Evaluate $$\sum_{n=1}^{\infty}\frac{n}{3^n-1}.$$
Solution(Partial):
$|x|<1$
$$\sum_{n=1}^{\infty}\frac{nx^{n-1}}{3^n-1}=\frac{d}{dt}\sum_{n=1}^{\infty}\frac{t^n}{3^n-1}\big{|}_{t=x}$$
$$\sum_{n=1}^{\infty}\frac{t^n}{3^n-1}=\sum_{n=1}^{\infty} t^n\sum_{k=1}^{\infty}\frac{1}{3^{kn}}=\\ \sum_{n=1}^{\infty}\sum_{k=1}^{\infty}\frac{t^n}{3^{kn}}=\sum_{k=1}^{\infty}\frac{\frac{t}{3^k}}{1-\frac{t}{3^k}}=\sum_{k=1}^{\infty}\frac{t}{3^k-t}$$
$$\frac{d}{dt}\sum_{k=1}^{\infty}\frac{t}{3^k-t}\big{|}_{t=x}=\sum_{k=1}^{\infty}\frac{1}{3^k-x}+\frac{x}{(3^k-x)^2}$$
as $x\to 1-$
$$\sum_{n=1}^{\infty}\frac{n}{3^n-1}=\sum_{k=1}^{\infty}\frac{1}{3^k-1}+\frac{1}{(3^k-1)^2}=\sum_{k=1}^{\infty}\frac{1}{3^k-1}+\sum_{k=1}^{\infty}\frac{1}{(3^k-1)^2}$$
$$\Rightarrow \sum_{n=1}^{\infty}\frac{n-1}{3^n-1}=\sum_{k=1}^{\infty}\frac{1}{(3^k-1)^2}$$
But $\frac{n-1}{3^n-1}>\frac{1}{(3^n-1)^2}$ for all $n\geq 2$
Next part of the solution after the answer of Professor Vector:
$$\sum_{k=1}^{\infty}\frac{1}{3^k-1}+\frac{1}{(3^k-1)^2}=\sum_{k=1}^{\infty} \frac{3^k}{(3^k-1)^2}=\sum_{k=1}^{\infty} \frac{1}{3^k-2+\frac{1}{3^k}}=\sum_{k=1}^{\infty} \frac{1}{(3^{k/2}-3^{-k/2})^2}\\=\frac{1}{4}\sum_{k=1}^{\infty} \frac{1}{\big{(}\frac{e^{\frac{\log 3}{2}k}-e^{-\frac{\log 3}{2}k}}{2}\big{)}^2}=\sum_{k=1}^{\infty}\frac{1}{4\sinh^2\big{(}\frac{\log 3}{2}k\big{)}}$$
I can not go more further after the last expression.

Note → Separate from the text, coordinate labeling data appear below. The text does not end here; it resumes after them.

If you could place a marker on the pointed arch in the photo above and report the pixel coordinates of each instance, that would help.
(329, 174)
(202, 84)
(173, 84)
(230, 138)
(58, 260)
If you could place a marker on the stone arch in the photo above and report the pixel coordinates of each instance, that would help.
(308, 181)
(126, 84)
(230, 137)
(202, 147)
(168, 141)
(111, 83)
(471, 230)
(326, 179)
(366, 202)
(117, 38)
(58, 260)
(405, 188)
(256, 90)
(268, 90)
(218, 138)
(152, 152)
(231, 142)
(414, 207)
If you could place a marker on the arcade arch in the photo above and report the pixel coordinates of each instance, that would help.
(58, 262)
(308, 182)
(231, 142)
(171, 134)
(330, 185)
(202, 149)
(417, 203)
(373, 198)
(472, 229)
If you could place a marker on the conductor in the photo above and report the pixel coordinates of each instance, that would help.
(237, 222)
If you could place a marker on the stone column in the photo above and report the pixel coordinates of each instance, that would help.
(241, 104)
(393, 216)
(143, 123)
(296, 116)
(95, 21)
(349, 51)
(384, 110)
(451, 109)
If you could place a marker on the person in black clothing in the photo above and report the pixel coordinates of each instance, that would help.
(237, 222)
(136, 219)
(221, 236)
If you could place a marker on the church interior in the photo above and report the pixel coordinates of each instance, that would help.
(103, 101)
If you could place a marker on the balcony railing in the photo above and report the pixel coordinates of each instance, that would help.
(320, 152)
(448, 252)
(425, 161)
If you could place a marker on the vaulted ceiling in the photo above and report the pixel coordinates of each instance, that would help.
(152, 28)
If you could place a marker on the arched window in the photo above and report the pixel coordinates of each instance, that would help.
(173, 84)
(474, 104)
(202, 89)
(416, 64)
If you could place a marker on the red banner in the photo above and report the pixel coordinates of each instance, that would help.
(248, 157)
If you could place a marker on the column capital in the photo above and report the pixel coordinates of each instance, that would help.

I do not have much experience about Hyperbolic Trigonometric series.
The main post is here. The main poster is inactive for 8 months, so I had to post it here. I could not do it 5 years ago. I could not do it now sadly!